Poucas vezes na história do cinema a pobreza, a vulnerabilidade social e os horrores que o dinheiro (ou, mais precisamente, a falta dele) impõe à vida de indivíduos e à própria estrutura de uma nação foram expostos com tanta perspicácia, virulência e domínio narrativo quanto em “Parasita”, um filme que rejeita estereótipos de modo tão desembaraçado quanto original para reinventar-se a cada lance. A uma leitura apressada, supõe-se que o sul-coreano Bong Joon-ho tinha na cabeça uma comédia de costumes temperada com um quê de suspense; todavia, não são necessários mais que quinze minutos para que se alcance a conclusão de que, feito na vida como ela é, aqui também tudo reveste-se de camadas mais e mais densas de reflexão prática, com uma grande história, de apurada linguagem visual em sua superfície.

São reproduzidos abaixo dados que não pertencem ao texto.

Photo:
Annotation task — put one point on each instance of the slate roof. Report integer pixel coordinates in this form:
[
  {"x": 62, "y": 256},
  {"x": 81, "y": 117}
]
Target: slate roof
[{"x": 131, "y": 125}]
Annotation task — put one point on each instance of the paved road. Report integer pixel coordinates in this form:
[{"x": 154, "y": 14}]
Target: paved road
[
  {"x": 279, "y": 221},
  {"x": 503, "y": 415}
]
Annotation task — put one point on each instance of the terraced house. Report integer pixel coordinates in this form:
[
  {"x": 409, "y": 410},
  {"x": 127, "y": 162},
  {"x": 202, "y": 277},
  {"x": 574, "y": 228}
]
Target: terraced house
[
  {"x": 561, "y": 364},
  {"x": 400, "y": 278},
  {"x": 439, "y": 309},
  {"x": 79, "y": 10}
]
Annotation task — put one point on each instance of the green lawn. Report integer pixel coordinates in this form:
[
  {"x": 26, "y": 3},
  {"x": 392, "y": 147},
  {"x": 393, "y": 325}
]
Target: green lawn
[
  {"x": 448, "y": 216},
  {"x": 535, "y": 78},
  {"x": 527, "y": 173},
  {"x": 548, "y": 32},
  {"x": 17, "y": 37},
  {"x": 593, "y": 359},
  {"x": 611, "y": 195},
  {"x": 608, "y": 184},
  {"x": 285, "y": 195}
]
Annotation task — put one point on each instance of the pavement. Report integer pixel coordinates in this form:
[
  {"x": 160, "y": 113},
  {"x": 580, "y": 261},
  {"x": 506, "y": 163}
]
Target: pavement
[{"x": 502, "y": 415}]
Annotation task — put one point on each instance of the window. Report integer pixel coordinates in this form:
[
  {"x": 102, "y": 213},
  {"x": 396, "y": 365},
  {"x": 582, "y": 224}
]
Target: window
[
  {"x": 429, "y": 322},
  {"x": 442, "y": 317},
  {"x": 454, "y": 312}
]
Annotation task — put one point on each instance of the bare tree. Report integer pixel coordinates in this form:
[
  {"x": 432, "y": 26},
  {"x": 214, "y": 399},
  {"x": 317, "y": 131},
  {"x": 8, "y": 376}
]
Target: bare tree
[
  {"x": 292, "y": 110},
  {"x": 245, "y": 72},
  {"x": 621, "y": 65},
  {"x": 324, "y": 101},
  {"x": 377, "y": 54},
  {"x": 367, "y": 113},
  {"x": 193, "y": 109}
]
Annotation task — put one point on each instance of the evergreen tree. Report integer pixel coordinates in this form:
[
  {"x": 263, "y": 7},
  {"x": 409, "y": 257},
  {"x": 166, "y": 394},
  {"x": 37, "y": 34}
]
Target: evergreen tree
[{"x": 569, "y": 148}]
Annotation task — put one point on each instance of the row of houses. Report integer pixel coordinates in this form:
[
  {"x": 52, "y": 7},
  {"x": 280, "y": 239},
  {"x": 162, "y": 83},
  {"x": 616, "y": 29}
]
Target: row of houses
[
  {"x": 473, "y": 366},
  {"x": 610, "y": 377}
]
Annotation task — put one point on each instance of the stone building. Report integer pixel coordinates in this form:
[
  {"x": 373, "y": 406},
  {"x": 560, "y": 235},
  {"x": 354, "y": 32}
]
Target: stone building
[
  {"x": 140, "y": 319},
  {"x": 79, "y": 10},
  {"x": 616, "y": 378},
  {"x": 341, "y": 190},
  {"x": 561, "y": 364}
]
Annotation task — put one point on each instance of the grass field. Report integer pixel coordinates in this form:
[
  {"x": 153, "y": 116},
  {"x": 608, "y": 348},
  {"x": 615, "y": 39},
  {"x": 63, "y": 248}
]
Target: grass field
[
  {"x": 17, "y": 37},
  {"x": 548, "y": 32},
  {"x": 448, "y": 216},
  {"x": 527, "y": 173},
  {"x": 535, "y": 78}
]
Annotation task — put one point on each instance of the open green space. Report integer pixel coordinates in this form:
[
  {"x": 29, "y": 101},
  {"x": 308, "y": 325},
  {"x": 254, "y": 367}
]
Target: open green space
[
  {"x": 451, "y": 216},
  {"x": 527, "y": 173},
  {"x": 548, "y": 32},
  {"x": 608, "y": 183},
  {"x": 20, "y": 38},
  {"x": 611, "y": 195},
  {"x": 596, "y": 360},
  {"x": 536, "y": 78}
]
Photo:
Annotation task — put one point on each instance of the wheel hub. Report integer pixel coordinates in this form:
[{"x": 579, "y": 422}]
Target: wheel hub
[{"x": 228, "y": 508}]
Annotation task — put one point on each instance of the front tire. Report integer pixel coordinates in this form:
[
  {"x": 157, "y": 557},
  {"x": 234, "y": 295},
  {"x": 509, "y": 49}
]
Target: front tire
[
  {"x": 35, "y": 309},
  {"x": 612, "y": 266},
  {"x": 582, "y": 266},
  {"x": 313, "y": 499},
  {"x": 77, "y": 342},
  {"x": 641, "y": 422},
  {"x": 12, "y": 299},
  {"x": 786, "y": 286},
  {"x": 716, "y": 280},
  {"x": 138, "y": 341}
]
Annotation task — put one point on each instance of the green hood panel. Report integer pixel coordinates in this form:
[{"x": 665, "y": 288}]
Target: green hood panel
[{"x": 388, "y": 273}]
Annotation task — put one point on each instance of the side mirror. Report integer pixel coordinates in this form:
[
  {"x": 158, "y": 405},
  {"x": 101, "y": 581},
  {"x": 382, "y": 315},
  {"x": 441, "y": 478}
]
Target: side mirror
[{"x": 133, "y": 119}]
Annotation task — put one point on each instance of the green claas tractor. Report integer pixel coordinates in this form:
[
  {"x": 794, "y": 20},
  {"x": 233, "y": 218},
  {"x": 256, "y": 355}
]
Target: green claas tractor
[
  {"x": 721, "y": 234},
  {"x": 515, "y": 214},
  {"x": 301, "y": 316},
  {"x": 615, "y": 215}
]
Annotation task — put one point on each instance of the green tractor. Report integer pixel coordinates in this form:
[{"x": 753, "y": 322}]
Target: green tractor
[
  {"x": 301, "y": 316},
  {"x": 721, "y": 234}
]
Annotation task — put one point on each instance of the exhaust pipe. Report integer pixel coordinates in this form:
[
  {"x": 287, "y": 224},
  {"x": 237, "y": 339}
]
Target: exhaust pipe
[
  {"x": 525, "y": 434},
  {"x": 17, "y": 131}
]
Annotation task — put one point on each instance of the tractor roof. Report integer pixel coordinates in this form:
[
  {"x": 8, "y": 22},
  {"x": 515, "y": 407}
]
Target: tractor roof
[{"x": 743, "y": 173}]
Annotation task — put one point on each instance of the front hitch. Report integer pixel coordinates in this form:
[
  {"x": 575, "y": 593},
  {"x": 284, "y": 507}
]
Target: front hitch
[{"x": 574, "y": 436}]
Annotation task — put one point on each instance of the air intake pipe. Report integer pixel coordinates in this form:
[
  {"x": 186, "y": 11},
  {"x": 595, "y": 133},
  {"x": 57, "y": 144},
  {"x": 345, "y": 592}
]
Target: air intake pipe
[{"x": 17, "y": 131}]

Raros diretores sabem como dizer essas verdades incômodas e fomentar discussões cada vez mais urgentes como Bong, que, com todo o mérito, botou no currículo o Oscar de Melhor Filme por este trabalho, o primeiro longa em idioma estrangeiro a vencer na categoria, e o primeiro a ganhar a estatueta da Academia junto com a Palma de Ouro de Cannes — façanha que levou 65 anos para se repetir, depois de “Marty” (1955), de Delbert Mann (1920-2007) —, além, claro, da premiação como Melhor Filme Internacional, mais óbvia.

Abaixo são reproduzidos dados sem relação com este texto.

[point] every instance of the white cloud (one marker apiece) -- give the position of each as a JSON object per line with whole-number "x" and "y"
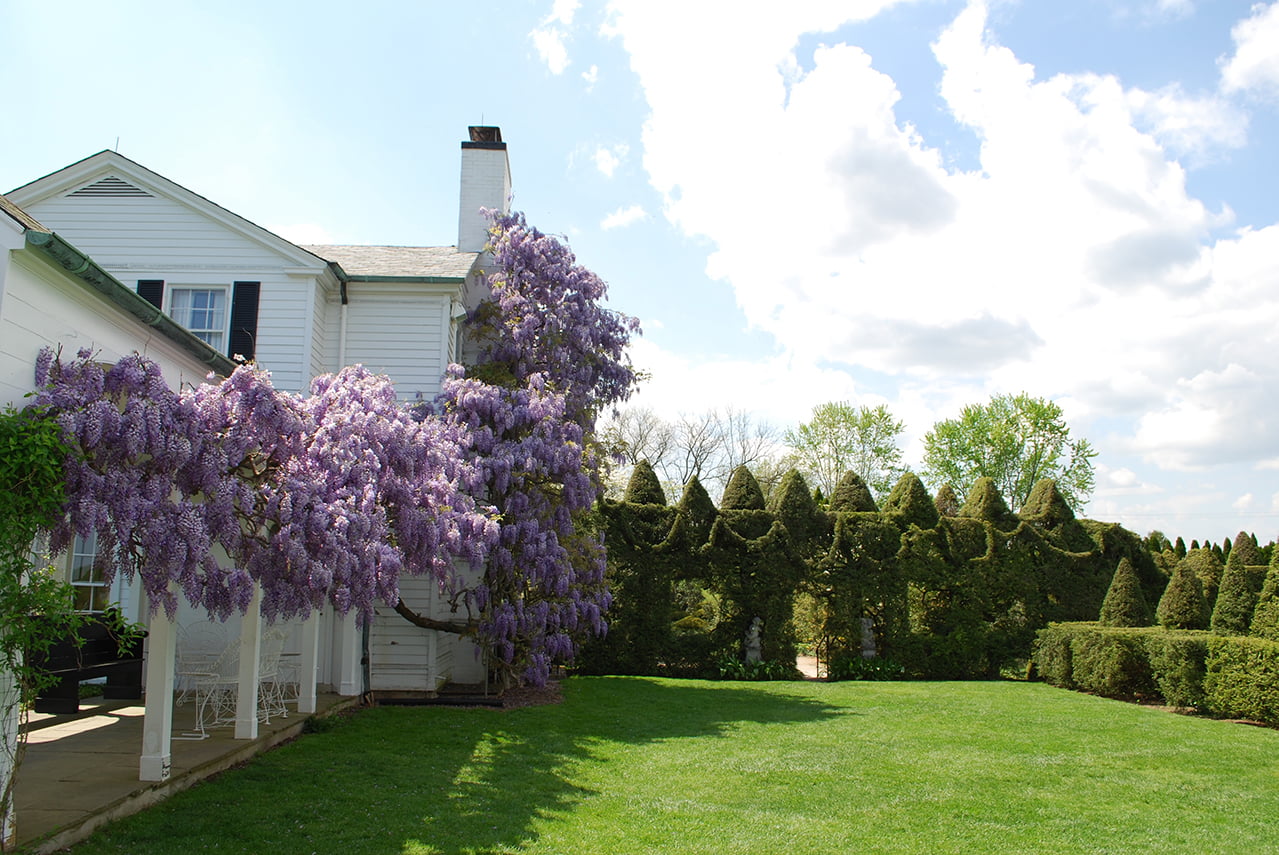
{"x": 1072, "y": 264}
{"x": 608, "y": 159}
{"x": 1255, "y": 63}
{"x": 624, "y": 216}
{"x": 1174, "y": 8}
{"x": 1188, "y": 124}
{"x": 550, "y": 39}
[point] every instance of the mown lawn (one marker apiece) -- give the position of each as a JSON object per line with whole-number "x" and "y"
{"x": 665, "y": 766}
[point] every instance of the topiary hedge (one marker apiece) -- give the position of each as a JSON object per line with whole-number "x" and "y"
{"x": 1227, "y": 676}
{"x": 1242, "y": 679}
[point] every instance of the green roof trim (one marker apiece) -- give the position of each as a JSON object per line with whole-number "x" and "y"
{"x": 110, "y": 288}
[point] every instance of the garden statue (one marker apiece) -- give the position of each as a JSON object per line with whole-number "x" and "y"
{"x": 752, "y": 640}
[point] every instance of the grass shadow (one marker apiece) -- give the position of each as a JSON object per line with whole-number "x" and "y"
{"x": 438, "y": 780}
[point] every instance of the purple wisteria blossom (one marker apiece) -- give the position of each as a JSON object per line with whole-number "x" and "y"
{"x": 551, "y": 360}
{"x": 209, "y": 490}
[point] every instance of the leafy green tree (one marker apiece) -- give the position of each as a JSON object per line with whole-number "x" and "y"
{"x": 1236, "y": 600}
{"x": 1246, "y": 547}
{"x": 1124, "y": 603}
{"x": 643, "y": 487}
{"x": 742, "y": 493}
{"x": 984, "y": 502}
{"x": 1017, "y": 440}
{"x": 842, "y": 438}
{"x": 1265, "y": 617}
{"x": 1206, "y": 566}
{"x": 947, "y": 501}
{"x": 1182, "y": 604}
{"x": 910, "y": 502}
{"x": 852, "y": 494}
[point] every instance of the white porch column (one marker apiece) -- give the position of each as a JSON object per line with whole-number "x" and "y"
{"x": 250, "y": 673}
{"x": 157, "y": 723}
{"x": 310, "y": 661}
{"x": 9, "y": 711}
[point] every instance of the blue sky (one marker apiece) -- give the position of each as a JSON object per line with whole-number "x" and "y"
{"x": 918, "y": 204}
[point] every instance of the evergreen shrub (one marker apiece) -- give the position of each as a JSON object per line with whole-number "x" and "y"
{"x": 1124, "y": 603}
{"x": 1236, "y": 599}
{"x": 1182, "y": 604}
{"x": 1242, "y": 679}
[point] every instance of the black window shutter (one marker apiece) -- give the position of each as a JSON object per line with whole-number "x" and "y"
{"x": 244, "y": 319}
{"x": 151, "y": 291}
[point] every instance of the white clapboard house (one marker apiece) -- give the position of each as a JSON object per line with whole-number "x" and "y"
{"x": 297, "y": 311}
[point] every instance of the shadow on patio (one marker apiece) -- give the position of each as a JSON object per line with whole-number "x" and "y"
{"x": 82, "y": 771}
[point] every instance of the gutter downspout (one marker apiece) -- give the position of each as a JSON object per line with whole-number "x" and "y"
{"x": 79, "y": 265}
{"x": 342, "y": 321}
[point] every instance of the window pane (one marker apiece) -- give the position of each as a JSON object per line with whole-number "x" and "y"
{"x": 202, "y": 311}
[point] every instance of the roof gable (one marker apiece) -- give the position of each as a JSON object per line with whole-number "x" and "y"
{"x": 111, "y": 174}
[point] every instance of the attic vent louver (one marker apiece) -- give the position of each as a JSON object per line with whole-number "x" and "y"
{"x": 110, "y": 186}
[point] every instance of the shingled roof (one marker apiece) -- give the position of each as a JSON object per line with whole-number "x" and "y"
{"x": 398, "y": 263}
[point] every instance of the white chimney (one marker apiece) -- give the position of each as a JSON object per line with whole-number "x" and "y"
{"x": 485, "y": 183}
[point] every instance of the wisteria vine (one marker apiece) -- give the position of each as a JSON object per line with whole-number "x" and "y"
{"x": 331, "y": 497}
{"x": 209, "y": 490}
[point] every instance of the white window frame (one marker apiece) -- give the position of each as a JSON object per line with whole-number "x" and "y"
{"x": 202, "y": 333}
{"x": 86, "y": 575}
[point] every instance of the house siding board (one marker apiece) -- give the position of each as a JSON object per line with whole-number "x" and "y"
{"x": 404, "y": 657}
{"x": 140, "y": 232}
{"x": 398, "y": 333}
{"x": 44, "y": 306}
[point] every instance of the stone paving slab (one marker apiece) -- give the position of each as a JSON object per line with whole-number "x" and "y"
{"x": 82, "y": 771}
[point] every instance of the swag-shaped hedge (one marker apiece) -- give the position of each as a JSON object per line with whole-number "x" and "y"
{"x": 953, "y": 595}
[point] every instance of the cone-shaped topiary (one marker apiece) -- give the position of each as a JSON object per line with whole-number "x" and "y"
{"x": 1182, "y": 604}
{"x": 1205, "y": 565}
{"x": 742, "y": 493}
{"x": 1124, "y": 603}
{"x": 1247, "y": 549}
{"x": 643, "y": 487}
{"x": 947, "y": 501}
{"x": 1232, "y": 615}
{"x": 1046, "y": 506}
{"x": 698, "y": 511}
{"x": 911, "y": 501}
{"x": 1265, "y": 617}
{"x": 793, "y": 506}
{"x": 985, "y": 503}
{"x": 852, "y": 494}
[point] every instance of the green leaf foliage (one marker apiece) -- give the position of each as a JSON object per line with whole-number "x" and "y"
{"x": 1265, "y": 617}
{"x": 1182, "y": 604}
{"x": 1242, "y": 679}
{"x": 1046, "y": 506}
{"x": 1017, "y": 440}
{"x": 852, "y": 495}
{"x": 1246, "y": 548}
{"x": 643, "y": 487}
{"x": 743, "y": 492}
{"x": 1124, "y": 603}
{"x": 911, "y": 504}
{"x": 1208, "y": 567}
{"x": 1236, "y": 600}
{"x": 947, "y": 501}
{"x": 985, "y": 503}
{"x": 840, "y": 438}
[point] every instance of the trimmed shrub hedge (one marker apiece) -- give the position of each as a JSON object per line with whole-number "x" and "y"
{"x": 1231, "y": 676}
{"x": 1242, "y": 679}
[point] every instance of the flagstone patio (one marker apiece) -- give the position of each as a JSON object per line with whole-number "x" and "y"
{"x": 81, "y": 771}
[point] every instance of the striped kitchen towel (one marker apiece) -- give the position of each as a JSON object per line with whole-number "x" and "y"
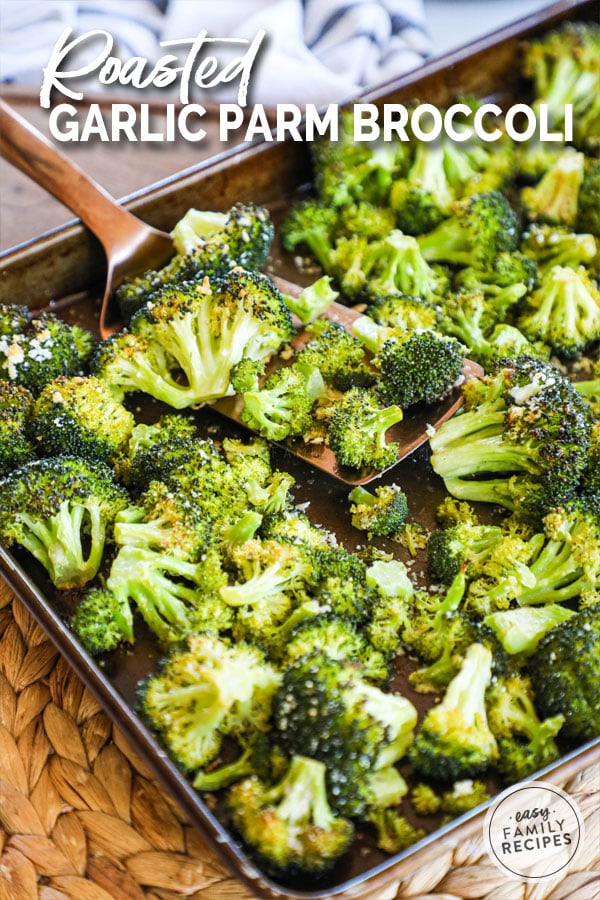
{"x": 315, "y": 51}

Nos últimos vinte anos, a Coreia do Sul virou uma das indústrias cinematográficas mais pujantes do mundo ao revelar Park Chan-wook, Lee Chang-dong e Hong Sang-soo, cineastas hábeis em mesclar gêneros e urdir tramas que exploram o colapso da arcaicíssima estrutura sobre a qual assenta-se a economia de mercado e os costumes e tradições que justificam-na. Nesse mesmo terreno fértil nasce a obra de Bong, um arguto observador da sociedade sul-coreana, que valendo-se de humor cáustico, domínio da técnica e uma dose necessária de cinismo alcança públicos os mais heterogêneos ao redor do globo. Desde “Memórias de um Assassino” (2003), passando pelo inegável sucesso de “O Hospedeiro” (2006), Bong já punha em evidência o dom de transformar suas percepções em alegorias incomodamente necessárias. O comentário sociopolítico em sua filmografia ganha impulso adicional em “Expresso do Amanhã” (2013) e “Okja” (2017), um prelúdio do que o diretor e o corroteirista Han Jin-won levariam à tela na sequência.

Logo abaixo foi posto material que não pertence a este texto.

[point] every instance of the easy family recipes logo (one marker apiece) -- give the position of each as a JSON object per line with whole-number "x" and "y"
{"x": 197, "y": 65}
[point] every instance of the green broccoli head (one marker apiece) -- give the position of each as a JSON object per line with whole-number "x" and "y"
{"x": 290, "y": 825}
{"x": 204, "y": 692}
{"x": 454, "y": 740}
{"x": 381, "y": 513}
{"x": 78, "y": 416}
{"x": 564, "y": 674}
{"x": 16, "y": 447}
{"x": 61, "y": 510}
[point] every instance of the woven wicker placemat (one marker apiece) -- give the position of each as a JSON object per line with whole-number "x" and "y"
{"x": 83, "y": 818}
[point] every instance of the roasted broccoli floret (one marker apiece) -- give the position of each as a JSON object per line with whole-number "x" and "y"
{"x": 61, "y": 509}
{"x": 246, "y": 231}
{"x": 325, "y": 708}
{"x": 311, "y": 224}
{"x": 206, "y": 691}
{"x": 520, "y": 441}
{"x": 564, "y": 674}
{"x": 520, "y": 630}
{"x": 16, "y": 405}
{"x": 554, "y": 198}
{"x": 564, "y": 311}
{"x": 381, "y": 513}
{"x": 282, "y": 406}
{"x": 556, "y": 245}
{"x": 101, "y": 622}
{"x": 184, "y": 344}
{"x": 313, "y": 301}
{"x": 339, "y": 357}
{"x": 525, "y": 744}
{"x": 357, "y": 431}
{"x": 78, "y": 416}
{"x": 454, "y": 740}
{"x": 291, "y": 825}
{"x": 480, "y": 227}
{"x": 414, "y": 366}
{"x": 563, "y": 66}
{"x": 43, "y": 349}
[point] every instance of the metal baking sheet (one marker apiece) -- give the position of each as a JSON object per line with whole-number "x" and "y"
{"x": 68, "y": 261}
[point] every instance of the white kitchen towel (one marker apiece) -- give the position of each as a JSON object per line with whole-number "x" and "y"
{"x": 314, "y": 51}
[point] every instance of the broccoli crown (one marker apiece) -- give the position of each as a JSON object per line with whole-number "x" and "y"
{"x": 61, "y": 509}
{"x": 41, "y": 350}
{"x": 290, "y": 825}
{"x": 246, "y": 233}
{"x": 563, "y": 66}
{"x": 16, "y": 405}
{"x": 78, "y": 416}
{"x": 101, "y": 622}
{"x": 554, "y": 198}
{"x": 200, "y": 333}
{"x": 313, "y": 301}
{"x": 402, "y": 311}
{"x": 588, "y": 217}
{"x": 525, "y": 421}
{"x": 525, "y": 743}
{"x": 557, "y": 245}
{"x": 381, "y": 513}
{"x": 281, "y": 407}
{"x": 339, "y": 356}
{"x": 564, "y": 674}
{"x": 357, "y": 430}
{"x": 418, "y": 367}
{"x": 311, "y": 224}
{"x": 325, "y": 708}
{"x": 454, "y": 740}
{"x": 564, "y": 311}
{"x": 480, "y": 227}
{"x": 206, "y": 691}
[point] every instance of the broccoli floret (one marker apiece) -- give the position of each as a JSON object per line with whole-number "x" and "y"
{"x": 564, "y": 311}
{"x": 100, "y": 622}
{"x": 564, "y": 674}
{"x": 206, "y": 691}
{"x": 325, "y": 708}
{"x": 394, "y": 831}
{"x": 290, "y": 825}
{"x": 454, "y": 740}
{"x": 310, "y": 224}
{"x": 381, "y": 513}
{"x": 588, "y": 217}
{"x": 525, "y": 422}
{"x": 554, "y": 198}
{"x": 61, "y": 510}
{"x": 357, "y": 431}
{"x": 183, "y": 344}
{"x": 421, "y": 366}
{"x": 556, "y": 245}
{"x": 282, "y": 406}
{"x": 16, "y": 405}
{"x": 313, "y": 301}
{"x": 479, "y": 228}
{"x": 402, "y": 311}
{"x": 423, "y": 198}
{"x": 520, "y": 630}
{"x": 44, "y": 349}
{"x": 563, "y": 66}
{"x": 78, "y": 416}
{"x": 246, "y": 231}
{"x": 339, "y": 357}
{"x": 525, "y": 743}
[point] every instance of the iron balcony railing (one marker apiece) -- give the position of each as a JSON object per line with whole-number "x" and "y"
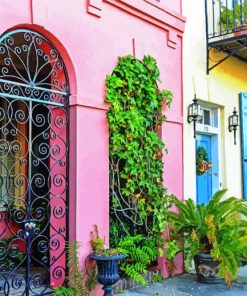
{"x": 225, "y": 17}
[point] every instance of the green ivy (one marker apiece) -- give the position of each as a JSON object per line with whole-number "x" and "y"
{"x": 139, "y": 201}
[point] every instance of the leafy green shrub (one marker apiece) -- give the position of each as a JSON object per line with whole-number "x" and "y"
{"x": 139, "y": 201}
{"x": 141, "y": 253}
{"x": 228, "y": 16}
{"x": 218, "y": 228}
{"x": 78, "y": 283}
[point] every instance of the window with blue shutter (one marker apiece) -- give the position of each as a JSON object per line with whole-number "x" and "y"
{"x": 243, "y": 129}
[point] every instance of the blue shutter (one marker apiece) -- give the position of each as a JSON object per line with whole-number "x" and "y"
{"x": 243, "y": 129}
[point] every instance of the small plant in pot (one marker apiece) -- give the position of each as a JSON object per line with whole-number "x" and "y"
{"x": 215, "y": 235}
{"x": 107, "y": 261}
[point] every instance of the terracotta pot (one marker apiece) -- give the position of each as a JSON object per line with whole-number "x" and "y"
{"x": 207, "y": 269}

A família de miseráveis comandada por Kim Ki-woo dobra caixas de pizza para uma empresa de entregas e usa o wi-fi de uma cafeteria da vizinhança, não para economizar, mas porque não encontra um meio de subsistência que permite-lhes vislumbrar o ingresso na tal sociedade do consumo, o verdadeiro passaporte para a vida plena com que tantos sonham. Uma virada começa a se desenhar no horizonte quando um amigo o indica como professor de inglês para uma garota por quem está apaixonado; a partir de então, deslinda-se um dos mistérios que cerca desse clã de desgraçados, babando diante da possibilidade de, literalmente, sair do buraco. Choi Woo-sik deita e rola numa performance inquietante, que dilata o alcance simbólico do enredo. O filme move-se de uma engenhosa farsa sobre vigaristas para um neonoir sustentado por uma pergunta nada fácil de ser respondida: quem explora quem? Entre uma elite sem pejo de explorar seus subalternos e pobres-diabos que sobrevivem recorrendo a métodos pouco edificantes, Bong Joon-ho desvia, sagaz, do maniqueísmo. Como no melhor da arte cinematográfica sul-coreana deste século, a verdade oculta-se em labirintos subterrâneos.